Fr. Haller’s definitions of sin and virtue reflect what I see as a “feminine” perspective. The two choices are both defined in terms of the needs of others—which is a way of looking at the world that the vast majority of women in the world would recognize immediately. The perspective that the needs of others trumps one’s own desires is one that women are generally expected to embrace without question—or risk being branded “unnatural.”

Most women I know were taught from the cradle that virtue consists of giving up what you want so that others can have what they want. Thus, your own personal level of misery becomes a measuring stick for your virtue.

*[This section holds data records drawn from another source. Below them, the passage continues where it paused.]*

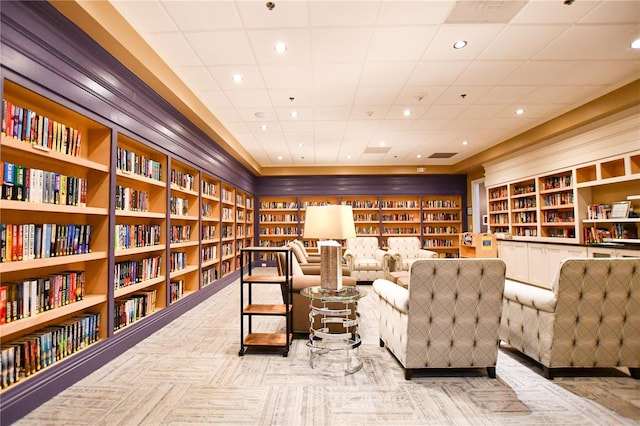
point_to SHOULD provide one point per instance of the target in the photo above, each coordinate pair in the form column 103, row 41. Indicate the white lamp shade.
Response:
column 332, row 222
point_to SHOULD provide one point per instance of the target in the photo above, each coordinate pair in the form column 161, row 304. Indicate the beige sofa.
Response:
column 589, row 318
column 403, row 251
column 301, row 279
column 365, row 259
column 449, row 316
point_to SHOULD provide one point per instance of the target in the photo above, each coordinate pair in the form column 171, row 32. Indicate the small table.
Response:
column 337, row 338
column 401, row 278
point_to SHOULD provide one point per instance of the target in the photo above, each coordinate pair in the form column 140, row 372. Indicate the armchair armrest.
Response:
column 393, row 294
column 529, row 295
column 426, row 254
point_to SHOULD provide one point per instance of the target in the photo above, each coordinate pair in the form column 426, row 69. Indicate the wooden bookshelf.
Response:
column 441, row 224
column 77, row 277
column 366, row 214
column 184, row 208
column 140, row 231
column 210, row 230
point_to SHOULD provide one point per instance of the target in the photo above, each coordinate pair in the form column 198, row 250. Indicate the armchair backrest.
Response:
column 407, row 246
column 597, row 315
column 363, row 247
column 454, row 312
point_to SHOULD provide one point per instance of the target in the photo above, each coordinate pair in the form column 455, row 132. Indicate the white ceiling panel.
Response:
column 352, row 67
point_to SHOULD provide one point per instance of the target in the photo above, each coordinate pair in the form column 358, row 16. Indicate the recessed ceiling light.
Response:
column 459, row 44
column 280, row 47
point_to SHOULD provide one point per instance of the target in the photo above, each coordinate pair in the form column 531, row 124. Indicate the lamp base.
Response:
column 330, row 267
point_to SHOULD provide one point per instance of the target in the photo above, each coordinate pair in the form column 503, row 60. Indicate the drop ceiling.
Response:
column 352, row 68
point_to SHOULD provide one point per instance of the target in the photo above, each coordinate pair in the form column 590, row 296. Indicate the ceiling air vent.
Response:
column 484, row 12
column 442, row 154
column 377, row 149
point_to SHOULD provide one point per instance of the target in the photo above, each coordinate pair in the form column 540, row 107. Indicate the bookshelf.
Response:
column 140, row 232
column 442, row 223
column 498, row 208
column 279, row 221
column 210, row 229
column 524, row 212
column 60, row 276
column 184, row 209
column 399, row 217
column 366, row 214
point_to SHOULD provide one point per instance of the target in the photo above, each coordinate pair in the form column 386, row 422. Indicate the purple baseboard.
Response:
column 24, row 397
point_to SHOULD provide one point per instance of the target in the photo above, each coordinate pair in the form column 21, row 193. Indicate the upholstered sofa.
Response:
column 300, row 308
column 449, row 317
column 403, row 251
column 365, row 259
column 589, row 318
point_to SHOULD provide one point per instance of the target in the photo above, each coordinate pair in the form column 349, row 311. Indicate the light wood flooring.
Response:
column 190, row 373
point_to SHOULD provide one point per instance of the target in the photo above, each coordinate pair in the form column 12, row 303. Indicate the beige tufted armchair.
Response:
column 448, row 318
column 365, row 259
column 403, row 251
column 589, row 318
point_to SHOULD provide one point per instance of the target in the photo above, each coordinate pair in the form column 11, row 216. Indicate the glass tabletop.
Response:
column 345, row 294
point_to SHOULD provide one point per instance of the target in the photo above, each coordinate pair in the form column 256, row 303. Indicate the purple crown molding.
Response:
column 47, row 53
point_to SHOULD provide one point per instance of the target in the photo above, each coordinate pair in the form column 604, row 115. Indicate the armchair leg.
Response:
column 407, row 374
column 491, row 371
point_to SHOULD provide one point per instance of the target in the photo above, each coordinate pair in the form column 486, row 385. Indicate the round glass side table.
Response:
column 333, row 334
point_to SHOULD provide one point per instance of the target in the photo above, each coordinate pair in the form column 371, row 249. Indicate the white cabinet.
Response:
column 544, row 261
column 611, row 252
column 515, row 256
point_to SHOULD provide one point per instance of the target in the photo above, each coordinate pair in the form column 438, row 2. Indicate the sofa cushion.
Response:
column 367, row 264
column 530, row 295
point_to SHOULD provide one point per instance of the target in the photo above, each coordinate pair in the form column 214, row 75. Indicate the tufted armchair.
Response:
column 302, row 279
column 589, row 318
column 366, row 260
column 403, row 251
column 448, row 318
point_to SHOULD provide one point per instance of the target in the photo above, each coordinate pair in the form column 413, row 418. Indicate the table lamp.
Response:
column 327, row 224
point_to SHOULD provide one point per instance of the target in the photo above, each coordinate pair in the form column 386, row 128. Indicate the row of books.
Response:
column 210, row 189
column 176, row 290
column 182, row 179
column 131, row 199
column 177, row 260
column 27, row 298
column 21, row 183
column 140, row 235
column 32, row 352
column 604, row 232
column 132, row 162
column 30, row 241
column 208, row 232
column 179, row 206
column 135, row 271
column 43, row 132
column 133, row 308
column 598, row 211
column 180, row 233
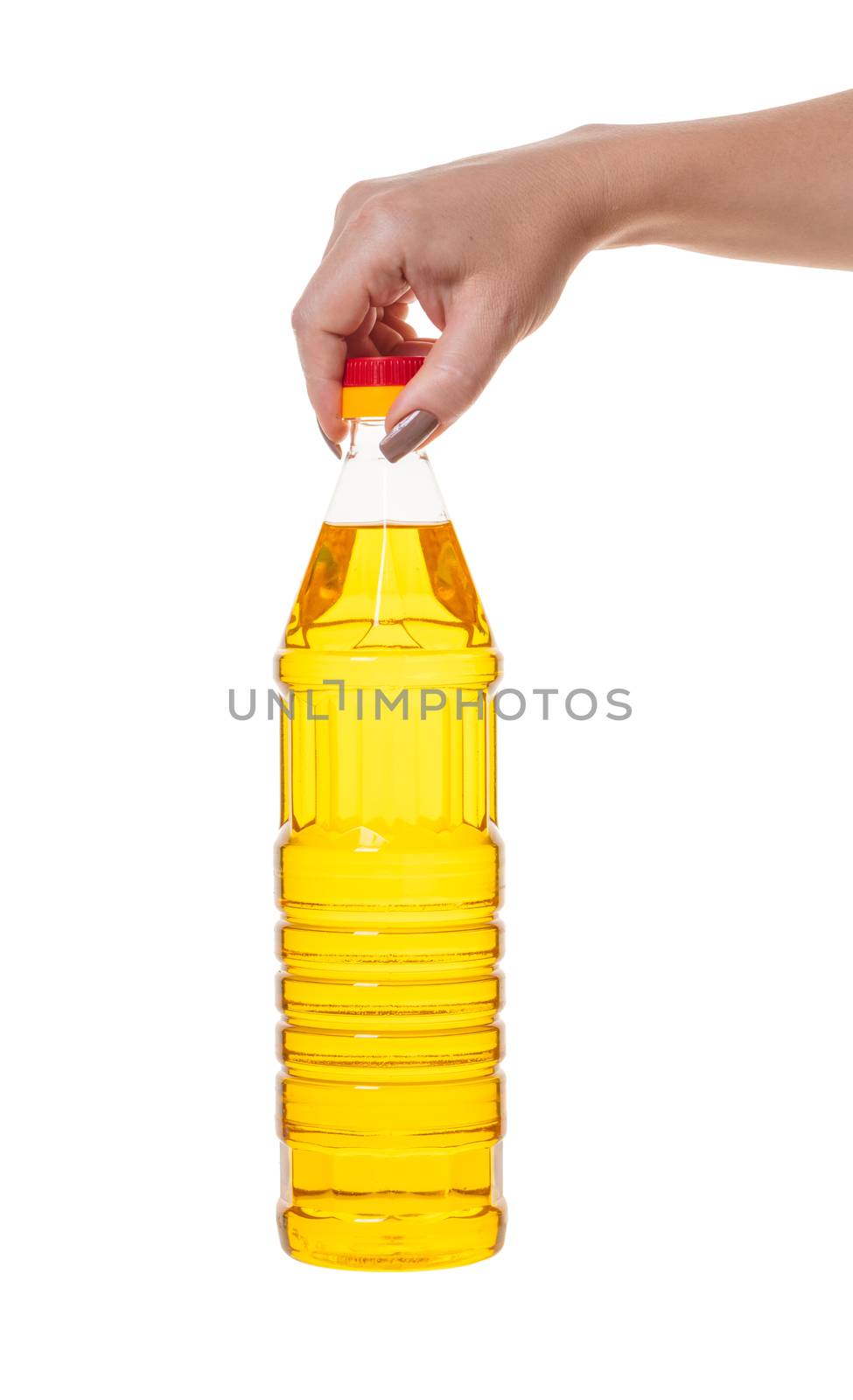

Maybe this is the reason I reacted so strongly to Fr. Haller’s definitions. They seem too close to an injunction to give up yourself completely for the sake of others—that one’s own good is found only in subjugating who you are so that others can be happy.

Yet I claim to follow a Savior who did just that—gave himself completely for the sake of others, to the point of death.

Jesus clearly did not relish this idea, however, or he would not have begged God to spare him from such a fate. He resigned himself to his suffering, but he did not embrace it. Is there a message for us in that?

If we want to be virtuous, are we called to give up ourselves completely? To whom? And for how long? Do we have to suffer for years and decades and lifetimes in order to “prove” our virtue and our commitment to God?

And if we reject that model, how do we show repentance for our sins?

I wish I knew the answers to this post full of questions. I invite you to jump in and help me figure it all out.